Federal Housing Administration (FHA) applications remained the same as the week before at 9.6 percent of all applications. Likewise, the U.S. Department of Veterans Affairs (VA) applications stayed the same as the week prior at 11.2 percent of applications, and U.S. Department of Agriculture applications stayed constant from the week prior at 0.6 percent.

The average contract interest rate for a 30-year fixed-rate mortgage with conforming loan balances (of $510,400 or less) declined to 3.14 percent from 3.20 percent with points rising from 0.39 to 0.37, including the origination fee, for 80 percent loan-to-value ratio (LTV) loans.

The average contract interest rate on a 30-year fixed-rate mortgage with jumbo loan balances (those greater than $510,400) dropped slightly to 3.51 percent from 3.52 percent with points increasing to 0.33 from 0.30, including the origination fee, for 80 percent LTV loans.

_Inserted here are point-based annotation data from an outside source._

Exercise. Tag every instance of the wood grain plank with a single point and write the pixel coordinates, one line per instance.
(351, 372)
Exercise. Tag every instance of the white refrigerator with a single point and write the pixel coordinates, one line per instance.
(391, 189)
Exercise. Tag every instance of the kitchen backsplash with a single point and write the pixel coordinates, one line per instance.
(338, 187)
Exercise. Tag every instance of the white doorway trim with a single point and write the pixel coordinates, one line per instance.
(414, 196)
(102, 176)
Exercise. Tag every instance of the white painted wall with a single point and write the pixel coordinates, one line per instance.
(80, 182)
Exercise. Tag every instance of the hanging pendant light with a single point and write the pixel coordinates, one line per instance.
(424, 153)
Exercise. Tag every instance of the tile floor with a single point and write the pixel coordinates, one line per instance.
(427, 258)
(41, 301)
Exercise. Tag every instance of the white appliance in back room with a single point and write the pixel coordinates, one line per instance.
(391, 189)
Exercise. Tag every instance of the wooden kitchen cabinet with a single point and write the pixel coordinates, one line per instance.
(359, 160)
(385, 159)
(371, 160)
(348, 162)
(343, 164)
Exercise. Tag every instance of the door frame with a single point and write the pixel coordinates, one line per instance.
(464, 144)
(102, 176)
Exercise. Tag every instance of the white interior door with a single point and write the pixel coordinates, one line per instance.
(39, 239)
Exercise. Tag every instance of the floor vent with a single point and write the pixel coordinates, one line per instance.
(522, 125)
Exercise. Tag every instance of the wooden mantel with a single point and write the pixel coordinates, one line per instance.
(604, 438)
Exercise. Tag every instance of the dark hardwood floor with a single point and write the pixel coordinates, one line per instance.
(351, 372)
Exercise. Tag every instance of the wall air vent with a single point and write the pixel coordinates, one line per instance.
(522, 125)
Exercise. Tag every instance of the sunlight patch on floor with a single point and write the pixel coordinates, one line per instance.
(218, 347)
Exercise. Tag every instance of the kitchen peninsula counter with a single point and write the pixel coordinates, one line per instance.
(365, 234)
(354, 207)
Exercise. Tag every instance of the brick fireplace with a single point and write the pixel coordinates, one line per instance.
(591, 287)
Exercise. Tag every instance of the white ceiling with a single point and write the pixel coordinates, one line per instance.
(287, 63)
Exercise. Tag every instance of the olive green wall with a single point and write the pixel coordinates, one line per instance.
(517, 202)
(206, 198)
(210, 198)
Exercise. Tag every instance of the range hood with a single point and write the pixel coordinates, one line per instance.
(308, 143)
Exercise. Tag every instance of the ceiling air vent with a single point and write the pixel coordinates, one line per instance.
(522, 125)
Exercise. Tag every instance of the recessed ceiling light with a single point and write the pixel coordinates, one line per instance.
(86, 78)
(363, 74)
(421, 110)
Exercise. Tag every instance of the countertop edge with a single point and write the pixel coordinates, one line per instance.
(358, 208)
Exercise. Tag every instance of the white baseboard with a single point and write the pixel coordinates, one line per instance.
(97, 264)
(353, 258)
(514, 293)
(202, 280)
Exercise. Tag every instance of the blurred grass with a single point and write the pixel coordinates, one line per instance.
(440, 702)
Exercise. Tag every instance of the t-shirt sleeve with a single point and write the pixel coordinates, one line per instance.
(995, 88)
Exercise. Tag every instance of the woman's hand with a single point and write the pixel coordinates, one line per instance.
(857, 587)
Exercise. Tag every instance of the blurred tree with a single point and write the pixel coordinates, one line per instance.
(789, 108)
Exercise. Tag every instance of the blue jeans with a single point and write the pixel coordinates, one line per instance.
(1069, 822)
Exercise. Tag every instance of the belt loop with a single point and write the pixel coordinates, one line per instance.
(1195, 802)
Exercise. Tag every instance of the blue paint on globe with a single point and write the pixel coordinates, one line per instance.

For mortgages backed by the FHA, the average contract interest rate for 30-year fixed-rate mortgages stayed the same at 3.27 percent with points increasing from 0.35 to 0.42 (including origination fee) for 80 percent LTV loans.

On 15-year fixed-rate mortgages, the average contract interest rate declined from 2.76 percent to 2.73 percent with points increasing from 0.36 to 0.37 (including origination fee) for 80 percent LTV loans.